The protestors chant a bitter sweet call and response Israel: Terrorist, George Bush: Terrorist, Gordon Brown: Terrorist. It is like the sweetest music to my ears and because it is nearly Carnival I am tempted to start put my hands in the air and put down and shake my defiant boomsie in the face of those who are silent on Israel's genocidal mission. I imagine the people of Gaza must feel reassured that so many thousands of people around the world have taken to their streets demanding an end to the madness. I also imagine they are too busy trying to survive to give a damn about us standing out there being captured on film by the police photographers.
There is a smell of fuel in the air and before I know it five or six Asian youths have set fire to a replica of the Israeli flag. There is so much anger in their eyes I have to look away. I can't imagine what it must be like to live a life punctuated by war. But standing in Trafalgar Square I am struck by the silence of all those thousands of people, listening to the various speakers, sharing food, leaning on placards, shivering in the cold. It's not often these days that I feel proud to be a human. Less often than feeling like I belong. It is a constant sort of confusion for me that humans can just be so downright mean to each other. When people come together to lend their voices to bring an end to the suffering of others, surely this is a much more powerful thing than sitting at home watching it all unfold on the television, mumbling your complaints into your living room.
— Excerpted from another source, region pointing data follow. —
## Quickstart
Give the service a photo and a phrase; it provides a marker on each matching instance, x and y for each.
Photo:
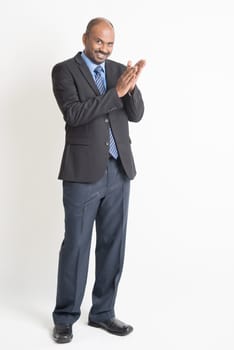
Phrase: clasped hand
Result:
(128, 79)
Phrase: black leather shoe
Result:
(113, 326)
(62, 333)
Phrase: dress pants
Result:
(105, 203)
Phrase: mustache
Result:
(103, 53)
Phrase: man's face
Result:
(99, 42)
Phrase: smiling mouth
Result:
(101, 55)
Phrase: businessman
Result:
(98, 97)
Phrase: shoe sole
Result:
(96, 325)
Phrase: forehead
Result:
(103, 31)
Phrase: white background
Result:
(177, 287)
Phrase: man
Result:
(97, 97)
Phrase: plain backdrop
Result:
(177, 286)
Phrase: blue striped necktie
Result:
(101, 87)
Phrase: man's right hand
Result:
(128, 78)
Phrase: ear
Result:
(84, 38)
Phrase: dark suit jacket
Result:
(88, 115)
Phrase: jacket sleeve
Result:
(134, 105)
(76, 111)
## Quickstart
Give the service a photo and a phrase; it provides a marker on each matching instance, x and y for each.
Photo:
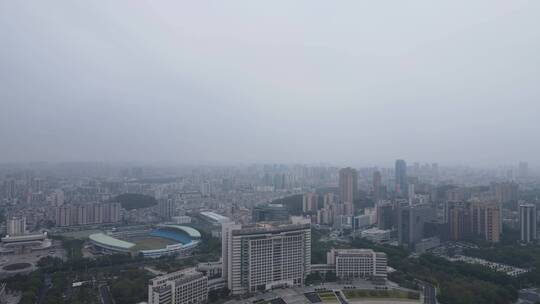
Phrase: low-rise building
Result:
(357, 263)
(181, 287)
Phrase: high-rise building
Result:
(270, 213)
(357, 263)
(10, 188)
(411, 220)
(16, 226)
(527, 222)
(486, 220)
(266, 255)
(523, 170)
(310, 202)
(167, 208)
(377, 186)
(348, 184)
(329, 200)
(401, 178)
(506, 192)
(186, 286)
(385, 215)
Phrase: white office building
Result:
(527, 222)
(357, 263)
(265, 256)
(186, 286)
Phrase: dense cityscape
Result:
(269, 152)
(98, 233)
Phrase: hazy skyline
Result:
(354, 82)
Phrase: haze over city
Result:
(349, 83)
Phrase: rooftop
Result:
(110, 241)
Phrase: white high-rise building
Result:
(527, 222)
(357, 263)
(186, 286)
(267, 255)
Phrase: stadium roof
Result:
(216, 217)
(110, 241)
(193, 233)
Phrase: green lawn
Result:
(327, 296)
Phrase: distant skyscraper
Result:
(270, 213)
(348, 184)
(310, 202)
(523, 170)
(401, 178)
(377, 185)
(166, 208)
(527, 222)
(385, 216)
(411, 220)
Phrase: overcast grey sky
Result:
(354, 82)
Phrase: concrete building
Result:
(376, 235)
(310, 202)
(166, 208)
(357, 263)
(265, 256)
(270, 213)
(377, 186)
(181, 287)
(385, 215)
(411, 220)
(16, 226)
(527, 222)
(401, 178)
(348, 185)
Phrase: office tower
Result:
(527, 222)
(357, 263)
(348, 184)
(16, 226)
(377, 186)
(458, 217)
(324, 216)
(411, 220)
(82, 215)
(310, 202)
(506, 192)
(523, 170)
(111, 212)
(63, 216)
(167, 208)
(412, 194)
(329, 200)
(486, 220)
(401, 178)
(385, 216)
(265, 256)
(270, 213)
(186, 286)
(10, 188)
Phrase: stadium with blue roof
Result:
(155, 242)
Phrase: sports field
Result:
(147, 243)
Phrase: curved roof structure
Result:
(109, 241)
(193, 233)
I imagine that these mass outpourings of love and rage only ever happen when humanity comes under such threat that those of us who still hold on to some, have to find ways to manifest it. Annie Lennox calls down shame and damnation on the Israeli government as Somali men perform ablutions before their prayers, right there on the Strand, in the shadow of Lord Nelson's column. It is too cold to do anything but stand there, shifting weight from one leg to another. Feeling angry that all I can do is stand there, in the cold, holding a placard. It is too cold to talk but just being there is warmth enough. Not just because demonstrations are to activists what ecstasy pills are to ravers. And as I reflect on the niceness of the feeling of being part of something, I remember the bitter taste in the back of my throat when so-called leaders accused people like me of being an outsider for taking an interest in what was going on in Chatham with plans to build an Alcoa aluminum smelter.
How Trinidad is a place where we have become as obsessed as our so-called leaders with carefully demarcated territories that must be controlled by the various competing patriarchies. About how difficult it is for us to express solidarity with each other, far less to care about what's going on outside of our immediate community. I suppose this is the case everywhere. Apathy thrives. Later I meet up with a bredrin from Iceland who tells me amazing stories about a whole country coming to the brink of collapse and how this has completely galvanized even the most complacent of the middle class to take to the streets, to take over town halls and cinemas to meet and confront their leaders who dare not treat them with the kind of contempt that is readily available for us here.
Too fantastic to imagine that this will ever happen in sweet and sour T. Too ridiculous to imagine that Trinidadians will ever care about anything enough to take to the streets in their thousands. Apathy thrives, unless perhaps your wallet or your life is affected. The world is a war zone whether blood is being shed or not. And those who want peace or security cannot resist the urge to try and fight for it.